Sii certo-a di questo, come sai che domani sorgerà il sole. Rispetta la vita e tutto ciò che comporta per onorare il mondo che verrà e che tu puoi vedere adesso, perché è già qui e basta sintonizzarsi, tu lo sai. Immagina ciò che puoi fare con la mente in linea con il cuore, quando lo sguardo va oltre al conosciuto tattile, all’immaginario limitato che oscilla tra vedere e fare solo cose sempre risapute e decise con una mente limitata.

Risplendi dell’immagine che hai di te nel profondo della tua meditazione e pensa con lo sguardo dell’anima che contatta lo spirito che è. Non temere il futuro, perché il futuro non esiste.

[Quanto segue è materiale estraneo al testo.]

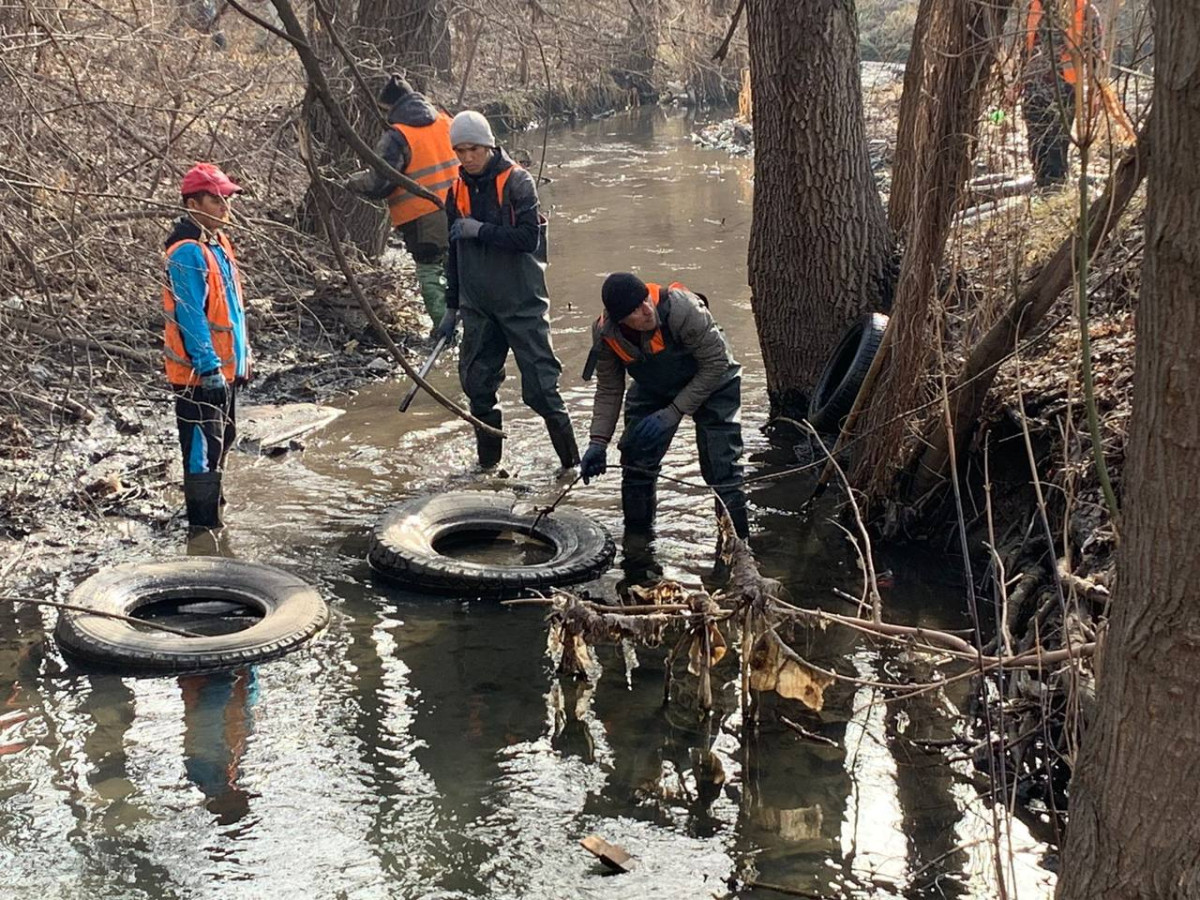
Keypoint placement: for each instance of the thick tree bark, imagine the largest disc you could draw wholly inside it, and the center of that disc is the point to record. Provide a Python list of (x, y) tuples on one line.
[(820, 250), (1133, 829), (960, 43)]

E’ un continuo presente che non finisce, non s’inceppa nei suoi meccanismi di attuazione, non torna indietro, non procede avanti. Stai dove stai e capisci. Assapora il presente come il continuum che è, un mondo senza fine e illuso di sé nella falsità della vita quotidiana di routine che avviluppa e corrode l’anima che non sa e non vuole vedere. Apri gli occhi al mondo interiore e scoprirai un mondo esterno diverso dalla realtà che è e pur immerso in essa e da questa benedetto nei suoi aspetti più profondi.

Apri gli occhi e guarda oltre il conosciuto per scoprire il reale che aspetta che tu lo scopra, per mostrarti la Verità. Non avere paura, io sono lì ad aspettarti.vv 

GIOIA E DETERMINAZIONE

Comunque vada, la vita scorre e va dove deve andare per nostro karma e per scelta personale. La differenza è nel vederla e affrontarla in un modo o in un altro, è nella nostra visuale. Possiamo essere passivi e depressi, lasciarci abbattere dalle mille difficoltà della vita e arrangiarci in quello che facciamo, per sopravvivere alla meglio. Oppure possiamo prendere in mano la nostra vita e darci da fare in prima persona, per scegliere il modo di affrontarla e lasciarla scorrere.

Il karma deve fare il suo corso e le scelte fatte prima di incarnarci sono da rispettare, altrimenti le ritroveremo nell’Aldilà come incompiute e dovremo riaffrontarle in una prossima incarnazione. Ma il modo di vivere tutto ciò cambia a seconda di come usiamo l’intuito, il buon senso, il ragionamento e la pazienza. Non vi sono limiti alle sfaccettature degli atteggiamenti che possiamo prendere, ma vi sono stretti passaggi tra una scelta e l’altra. Questo delimita la differenza tra un indirizzo ed un altro e porta al cambiamento, quando necessario. La libertà di scelta che abbiamo è limitata agli eventi che dobbiamo vivere e alla capacità di utilizzare le nostre arti sviluppate nelle vite passate. È legata quindi al karma che abbiamo e ci dà la possibilità di vivere in un modo o in un altro ciò che deve accadere.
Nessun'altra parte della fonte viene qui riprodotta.